Appeal Tribunal holds that 10% uplift to general damages does not apply to ET awards

In De Souza v Vinci Construction UK Limited (UKEAT/0328/14/KN) HHJ Serota QC held that the 10% uplift to general damages which applies in the civil courts does not apply to Employment Tribunal awards. This leaves conflicting EAT authorities on the point.


Following the Jackson Report into reform of civil litigation costs the Court of Appeal declared in Simmons v Castle [2012] EWCA Civ 1039 that as of 1 April 2013 “the proper level of general damages in all civil claims for (i) pain and suffering, (ii) loss of amenity, (iii) physical inconvenience and discomfort, (iv) social discredit, or (v) mental distress, will be ten per cent higher than previously […]”.

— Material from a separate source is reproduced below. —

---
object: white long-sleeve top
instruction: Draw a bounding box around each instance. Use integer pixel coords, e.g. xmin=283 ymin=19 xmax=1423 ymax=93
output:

It was commonly thought that this 10% uplift applied to Employment Tribunal awards for the statutory tort of discrimination – including compensation for personal injury and injury to feelings. As such, the Presidential Guidance issued on 13 March 2014 made reference to the Simmons v Castle uplift applying to injury to feelings awards. In addition, in The Cadogan Hotel Partners Ltd v Ms Ozog (UKEAT/0001/14/DM) HHJ Eady QC made obiter comments supporting the same position and, on 1 December 2014, judgment was handed down in The Sash Window Workshop Ltd v King (UKEAT/0058/14/MC) in which Simler J held that the uplift did apply to Tribunal compensation for discrimination.

In the De Souza case at first instance the Employment Tribunal had awarded the 10% uplift on the Claimant’s personal injury award but had declined to award the uplift on the Claimant’s injury to feelings award. The Claimant appealed against the latter decision and the Respondent cross-appealed against the former.


The respondent, Vinci UK Ltd, argued that the Presidential Guidance and decisions in Ozog and Sash Windows were wrongly decided. In Ozog and Sash Windows the Simmons v Castle point had been a side-issue and the EAT had not had the benefit of proper argument nor full citation of the relevant authorities.

It was submitted that the 10% uplift to general damages declared by the Court of Appeal in Simmons v Castle was specifically provided as a quid pro quo for the fact that claimants in civil claims had lost the right to recover success fees and ATE premiums following funding reforms. As litigants in the employment tribunal had never had a right to recover success fees or ATE premiums the Respondent contended that the rationale for the 10% uplift could not apply to Tribunal awards.

EAT Judgment

HHJ Serota QC accepted Vinci’s submissions, rejected the appeal and allowed the cross-appeal. He concluded that the 10% uplift on general damages has no application to ET awards. The judge recognised that ordinarily the EAT should follow earlier EAT decisions but he felt compelled to arrive at a different conclusion from the judge in Sash Windows and noted that the EAT in that case had not been addressed on all the relevant material.

Recognising the potentially wide effect of his decision (which applies to all discrimination claims in the Tribunals) and that there are now conflicting EAT authorities on this point, HHJ Serota QC gave the Claimant permission to appeal to the Court of Appeal.

Thomas Cordrey, instructed by Susan Thompson and Claire Holland of Magrath LLP, acted on behalf of the Respondent, Vinci UK Ltd.

Note: the judgment in De Souza v Vinci Construction UK Limited (UKEAT/0328/14/KN) was delivered ex tempore and there is not yet a written record of it.